I think you'd have to hack it.

(defn max-arities [f] 
  (reduce 
    #(merge-with max % {(.getName %2) (alength (.getParameterTypes %2))})
    {} 
    (seq (.getDeclaredMethods (class +)))))


(defn anyargs [f] 
  (let [accept (if (instance? clojure.lang.RestFn f) 
                 identity 
                 (partial take ((max-arities f) "invoke")))] 
    (fn [& args] (apply f (accept args)))))


((anyargs cons) :a [:b :c] :d) ;=> (:a :b :c)
((anyargs +) 1 2 3 4 5 6 7 8 9 10) ;=> 55

Upvotes: 1

galdre
galdre

Reputation: 2339

One approach would be to examine the function to see how many arguments it takes. This link covers ways to detect just that.

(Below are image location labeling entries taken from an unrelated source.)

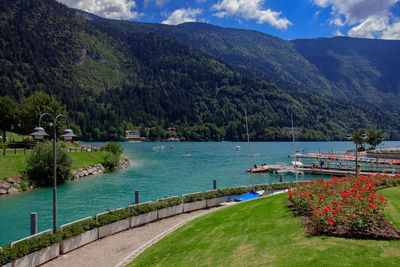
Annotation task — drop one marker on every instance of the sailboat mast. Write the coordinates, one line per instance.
(294, 149)
(248, 147)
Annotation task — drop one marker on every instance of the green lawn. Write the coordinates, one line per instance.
(264, 232)
(14, 164)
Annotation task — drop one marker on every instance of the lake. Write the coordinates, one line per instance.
(187, 167)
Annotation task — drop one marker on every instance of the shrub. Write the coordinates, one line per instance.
(143, 208)
(111, 161)
(347, 204)
(114, 216)
(78, 228)
(193, 197)
(168, 202)
(5, 255)
(40, 165)
(28, 246)
(114, 148)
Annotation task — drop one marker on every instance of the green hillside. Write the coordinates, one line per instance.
(114, 75)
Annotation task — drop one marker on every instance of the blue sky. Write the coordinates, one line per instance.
(288, 19)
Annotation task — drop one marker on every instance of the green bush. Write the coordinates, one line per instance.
(111, 161)
(5, 255)
(168, 202)
(143, 208)
(193, 197)
(78, 228)
(40, 164)
(28, 246)
(114, 148)
(114, 216)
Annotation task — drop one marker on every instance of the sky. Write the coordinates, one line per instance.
(287, 19)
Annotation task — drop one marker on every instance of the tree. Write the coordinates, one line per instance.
(40, 165)
(8, 114)
(114, 148)
(112, 158)
(375, 137)
(35, 105)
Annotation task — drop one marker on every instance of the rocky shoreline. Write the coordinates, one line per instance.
(13, 185)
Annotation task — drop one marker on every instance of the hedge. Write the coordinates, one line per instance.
(78, 228)
(142, 208)
(25, 247)
(193, 197)
(28, 246)
(5, 255)
(114, 216)
(168, 202)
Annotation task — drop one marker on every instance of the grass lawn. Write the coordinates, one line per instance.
(14, 164)
(264, 232)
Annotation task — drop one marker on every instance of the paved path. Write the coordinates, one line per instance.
(123, 247)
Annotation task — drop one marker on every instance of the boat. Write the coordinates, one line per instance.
(248, 196)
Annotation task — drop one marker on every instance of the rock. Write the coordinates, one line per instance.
(11, 180)
(12, 190)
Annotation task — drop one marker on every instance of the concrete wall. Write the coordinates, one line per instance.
(171, 211)
(39, 257)
(113, 228)
(80, 240)
(197, 205)
(143, 219)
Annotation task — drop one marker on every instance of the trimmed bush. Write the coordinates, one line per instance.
(114, 216)
(168, 202)
(78, 228)
(37, 243)
(143, 208)
(5, 255)
(193, 197)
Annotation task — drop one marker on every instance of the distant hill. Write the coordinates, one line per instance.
(114, 75)
(363, 71)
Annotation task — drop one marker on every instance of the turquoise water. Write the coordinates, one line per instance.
(188, 167)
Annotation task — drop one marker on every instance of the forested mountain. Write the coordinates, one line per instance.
(115, 75)
(360, 70)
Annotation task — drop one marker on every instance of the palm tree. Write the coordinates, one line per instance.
(358, 138)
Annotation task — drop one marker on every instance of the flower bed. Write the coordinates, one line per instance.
(346, 206)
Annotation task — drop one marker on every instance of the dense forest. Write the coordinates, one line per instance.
(112, 76)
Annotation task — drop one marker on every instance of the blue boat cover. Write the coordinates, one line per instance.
(245, 197)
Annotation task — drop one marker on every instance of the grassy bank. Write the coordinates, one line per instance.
(264, 232)
(14, 164)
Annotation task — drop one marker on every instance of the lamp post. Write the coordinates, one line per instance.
(38, 133)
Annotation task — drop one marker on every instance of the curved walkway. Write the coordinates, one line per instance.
(121, 248)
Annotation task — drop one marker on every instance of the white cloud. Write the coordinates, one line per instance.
(338, 33)
(111, 9)
(368, 18)
(182, 15)
(392, 32)
(250, 9)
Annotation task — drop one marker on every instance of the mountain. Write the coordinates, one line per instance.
(114, 75)
(362, 71)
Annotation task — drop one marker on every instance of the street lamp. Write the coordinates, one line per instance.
(38, 133)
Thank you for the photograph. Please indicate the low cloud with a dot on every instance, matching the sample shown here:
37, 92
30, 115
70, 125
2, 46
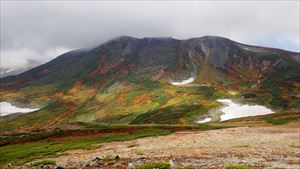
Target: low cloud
42, 30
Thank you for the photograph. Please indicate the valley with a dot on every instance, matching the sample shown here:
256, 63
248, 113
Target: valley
207, 102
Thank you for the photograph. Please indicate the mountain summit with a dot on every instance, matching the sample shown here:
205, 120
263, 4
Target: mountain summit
131, 80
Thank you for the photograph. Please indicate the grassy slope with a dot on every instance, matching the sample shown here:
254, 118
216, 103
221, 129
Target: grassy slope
43, 145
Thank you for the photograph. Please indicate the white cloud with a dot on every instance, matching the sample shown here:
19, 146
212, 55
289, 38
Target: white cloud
20, 58
44, 26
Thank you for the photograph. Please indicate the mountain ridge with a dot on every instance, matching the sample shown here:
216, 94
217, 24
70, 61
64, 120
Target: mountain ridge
129, 80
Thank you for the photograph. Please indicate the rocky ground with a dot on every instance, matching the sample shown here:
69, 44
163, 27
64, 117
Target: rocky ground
259, 147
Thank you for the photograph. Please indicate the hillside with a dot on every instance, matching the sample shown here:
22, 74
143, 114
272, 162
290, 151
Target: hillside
129, 81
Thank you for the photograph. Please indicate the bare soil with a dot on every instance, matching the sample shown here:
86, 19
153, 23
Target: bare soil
259, 147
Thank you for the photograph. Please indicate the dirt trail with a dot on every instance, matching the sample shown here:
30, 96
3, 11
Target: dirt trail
261, 147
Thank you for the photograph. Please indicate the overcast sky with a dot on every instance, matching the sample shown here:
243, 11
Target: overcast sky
43, 30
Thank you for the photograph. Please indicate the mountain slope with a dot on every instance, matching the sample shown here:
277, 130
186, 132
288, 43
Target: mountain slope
129, 80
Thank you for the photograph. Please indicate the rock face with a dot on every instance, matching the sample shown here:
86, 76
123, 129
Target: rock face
178, 59
129, 81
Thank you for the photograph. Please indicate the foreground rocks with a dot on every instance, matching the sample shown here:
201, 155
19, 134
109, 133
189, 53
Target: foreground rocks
258, 147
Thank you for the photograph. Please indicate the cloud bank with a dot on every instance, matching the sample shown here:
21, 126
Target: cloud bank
43, 30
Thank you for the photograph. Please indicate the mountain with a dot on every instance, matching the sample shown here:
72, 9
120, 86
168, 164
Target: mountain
18, 69
131, 81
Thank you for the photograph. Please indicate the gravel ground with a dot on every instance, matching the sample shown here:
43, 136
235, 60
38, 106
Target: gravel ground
260, 147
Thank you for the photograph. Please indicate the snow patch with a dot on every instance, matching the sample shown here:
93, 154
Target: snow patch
7, 108
187, 81
233, 110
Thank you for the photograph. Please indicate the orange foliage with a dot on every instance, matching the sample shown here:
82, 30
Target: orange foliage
142, 99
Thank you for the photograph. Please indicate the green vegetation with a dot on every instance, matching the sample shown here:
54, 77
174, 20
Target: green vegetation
168, 115
238, 166
44, 162
43, 145
34, 150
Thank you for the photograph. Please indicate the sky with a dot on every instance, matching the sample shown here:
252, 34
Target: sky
41, 31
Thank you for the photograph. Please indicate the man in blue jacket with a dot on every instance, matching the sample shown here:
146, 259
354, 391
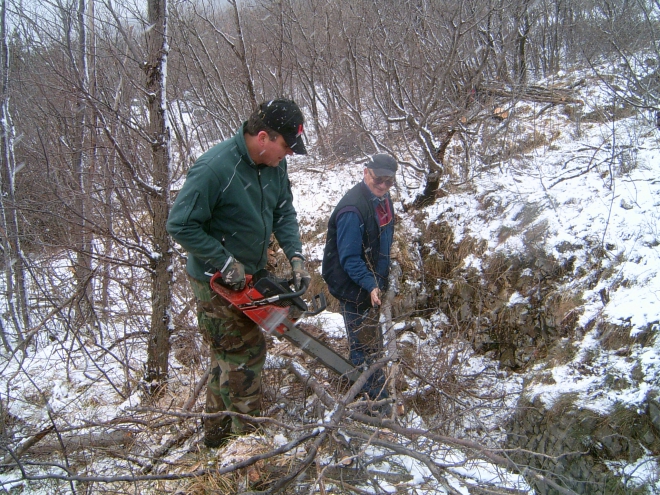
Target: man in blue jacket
235, 195
356, 263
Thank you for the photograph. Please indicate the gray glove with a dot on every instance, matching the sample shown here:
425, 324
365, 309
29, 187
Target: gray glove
233, 276
299, 273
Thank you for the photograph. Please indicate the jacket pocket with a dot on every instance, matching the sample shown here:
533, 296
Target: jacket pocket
189, 208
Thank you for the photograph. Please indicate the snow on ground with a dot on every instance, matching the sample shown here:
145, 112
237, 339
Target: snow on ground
595, 187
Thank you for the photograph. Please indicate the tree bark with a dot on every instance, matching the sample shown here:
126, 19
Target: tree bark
158, 349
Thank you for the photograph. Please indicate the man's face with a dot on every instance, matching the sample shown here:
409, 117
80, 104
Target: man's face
377, 185
272, 151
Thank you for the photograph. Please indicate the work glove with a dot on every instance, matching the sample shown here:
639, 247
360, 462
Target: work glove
233, 276
300, 274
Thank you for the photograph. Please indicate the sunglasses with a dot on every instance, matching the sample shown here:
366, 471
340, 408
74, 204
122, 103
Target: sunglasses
388, 181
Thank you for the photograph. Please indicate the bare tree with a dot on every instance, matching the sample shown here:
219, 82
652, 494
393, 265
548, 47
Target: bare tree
159, 136
13, 260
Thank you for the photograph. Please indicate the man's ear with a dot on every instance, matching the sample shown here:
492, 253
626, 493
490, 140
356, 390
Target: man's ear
262, 138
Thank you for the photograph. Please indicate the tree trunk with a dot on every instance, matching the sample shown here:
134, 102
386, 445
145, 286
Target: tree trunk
14, 263
434, 176
83, 241
161, 274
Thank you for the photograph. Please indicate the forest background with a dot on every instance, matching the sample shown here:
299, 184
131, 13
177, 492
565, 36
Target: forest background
105, 105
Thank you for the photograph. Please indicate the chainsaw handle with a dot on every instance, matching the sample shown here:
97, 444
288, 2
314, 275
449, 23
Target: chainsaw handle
216, 278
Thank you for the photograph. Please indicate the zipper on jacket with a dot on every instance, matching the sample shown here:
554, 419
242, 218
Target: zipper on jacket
261, 191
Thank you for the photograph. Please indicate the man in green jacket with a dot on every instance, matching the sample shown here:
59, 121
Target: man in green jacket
235, 195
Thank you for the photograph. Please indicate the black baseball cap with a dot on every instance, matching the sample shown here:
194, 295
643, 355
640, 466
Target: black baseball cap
383, 165
284, 117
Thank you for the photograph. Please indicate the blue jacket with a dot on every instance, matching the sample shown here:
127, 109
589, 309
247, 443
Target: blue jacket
356, 258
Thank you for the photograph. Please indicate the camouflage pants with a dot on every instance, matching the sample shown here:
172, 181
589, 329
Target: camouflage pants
238, 353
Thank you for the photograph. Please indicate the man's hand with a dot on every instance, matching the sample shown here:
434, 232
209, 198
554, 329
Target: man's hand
375, 297
299, 273
233, 276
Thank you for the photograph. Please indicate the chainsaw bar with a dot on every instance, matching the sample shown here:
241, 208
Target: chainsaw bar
268, 304
320, 351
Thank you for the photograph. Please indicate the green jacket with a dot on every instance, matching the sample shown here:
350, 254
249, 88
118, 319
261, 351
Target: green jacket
229, 206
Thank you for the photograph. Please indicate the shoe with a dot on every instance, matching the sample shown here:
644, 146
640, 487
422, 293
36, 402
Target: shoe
382, 411
217, 437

If you modify that answer slightly, you get the maximum number of arguments:

(defn n-args [f]
  (-> f class .getDeclaredMethods last .getParameterTypes alength))

This only works if the methods array is organized by the length of arguments, which on my system appears to be the case. If you really want to make sure,

(defn n-args [f]
  (apply max
        (map #(-> % .getParameterTypes alength)
             (-> f class .getDeclaredMethods))))

Then you can write:

(defn anyargs [f]
    (let [n (n-args f)]
        (fn [& args] (apply f (take n args)))))

This uses reflection, and it breaks down with variadic functions, but presumably you wouldn't use it with variadic functions. It's the best I can think of at the moment, aside from providing a wrapper that catches ArityExceptions and keeps retrying with fewer and fewer arguments until it works.